Страдание это, однако, в силу большой, стремительной живости воображения, которое доставляло мне, даже в спокойные моменты жизни, немало мелких предвосхищений будущего и ярких повторений прошлого,— было неизмеримым числом раз значительнее впечатления от настоящих
строк, что пишутся мною спокойно, как бы не о себе. Сцена расстрела, со всеми её подробностями, пережилась мною с быстротой вздоха. Я осязал свои шаги по зелёной траве сада, видел себя стоящим у стены каменного сарая и преодолевал уже мысленно зловещую, как набат, тяжесть
последнего ожидания, тоску готового полыхнуть залпа, после чего наступает таинственное ничто, в то время как нечто — труп, залитый фыркающей из сердца и головы кровью,— лежит на земле, шевелясь в жалких конвульсиях.
Моё здоровое молодое тело, проникаясь предвосхищением смерти, отталкивало её каждым биением пульса. Солдат положил мне на плечо руку, кивнув головой в сторону двери; угрюмое любопытство читалось в его лице, обведённом ремешком каски.
— Вальфельд ! — сказал старик, вертевший в руках волчок.— Скажите, чтобы обождали с расстрелом. Я хочу сделать вам некое предложение.
Допросчик, он же начальник отряда, занявшего наше местечко, неохотно подошёл к офицеру.
Я различил тихий шёпот, столь тихий, что он скрадывал все слова.

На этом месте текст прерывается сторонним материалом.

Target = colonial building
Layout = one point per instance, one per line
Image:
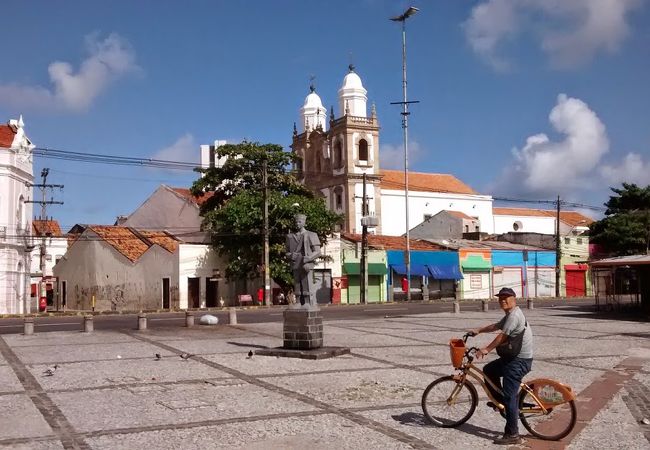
(336, 155)
(16, 178)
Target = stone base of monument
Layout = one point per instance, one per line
(303, 336)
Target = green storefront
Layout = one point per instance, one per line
(376, 281)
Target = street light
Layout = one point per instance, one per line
(405, 113)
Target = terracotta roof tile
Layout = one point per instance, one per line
(572, 218)
(43, 227)
(161, 238)
(424, 182)
(7, 134)
(392, 242)
(126, 240)
(185, 193)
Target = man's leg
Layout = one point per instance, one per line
(494, 371)
(513, 373)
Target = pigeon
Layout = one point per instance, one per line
(50, 370)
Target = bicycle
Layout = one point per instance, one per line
(546, 407)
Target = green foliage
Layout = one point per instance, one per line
(625, 230)
(234, 213)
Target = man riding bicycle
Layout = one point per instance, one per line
(514, 344)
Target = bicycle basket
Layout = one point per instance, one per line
(457, 352)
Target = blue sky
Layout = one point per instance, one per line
(527, 99)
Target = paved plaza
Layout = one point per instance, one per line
(110, 392)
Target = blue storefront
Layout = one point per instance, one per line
(433, 274)
(531, 273)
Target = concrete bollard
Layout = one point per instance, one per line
(28, 326)
(88, 324)
(142, 321)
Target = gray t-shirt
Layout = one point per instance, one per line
(514, 323)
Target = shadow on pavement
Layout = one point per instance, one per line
(244, 344)
(417, 419)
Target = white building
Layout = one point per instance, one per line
(16, 178)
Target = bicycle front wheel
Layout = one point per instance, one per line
(448, 403)
(552, 426)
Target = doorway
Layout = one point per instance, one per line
(193, 300)
(165, 293)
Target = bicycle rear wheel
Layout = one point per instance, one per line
(448, 403)
(552, 426)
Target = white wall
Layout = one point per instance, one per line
(393, 222)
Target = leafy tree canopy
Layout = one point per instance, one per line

Напряжённо следя за выражением двух лиц, изредка посматривающих на меня невинно скользящим взглядом, я без труда догадался, что неприятели вознамерились вновь попытать счастья, употребив в отношении меня нечто, пока мне ещё не известное. О таком намерении говорило движение пальца старика, чертившего на буфетной доске какой-то воображаемый план. Этот топографический интерес беседы, в связи с отсрочкой расстрела, убедил меня в наличности нового покушения на мою
стойкость, и я не ошибся.
За время этих испытаний я чистосердечно радовался тому, что жена и дети в отсутствии. Они выехали заблаговременно на Т. П., далёкие от мысли, что я могу задержаться. Однако мои служебные обязательства потребовали остаться дня на три сверх срока, и это совпало с появлением пруссаков. Я говорю, что радовался отсутствию близких. Конечно, отчаяние жены и бледность её лица не поколебали бы моей твёрдости, но мучения вдвоём тягостнее и нестерпимее, чем переносимые в одиночестве кем-либо одним из двух, при уверенности, что второе лицо спокойно в своём незнании. Это мрачное утешение осенило меня теперь, в то время как Вальфельд подходил ко мне, держа в руке волчок, взятый у старика.
Вальфельд улыбался иронически и многозначительно, как человек, принявший некое эксцентрическое решение — важное и в то же время сомнительное по результату.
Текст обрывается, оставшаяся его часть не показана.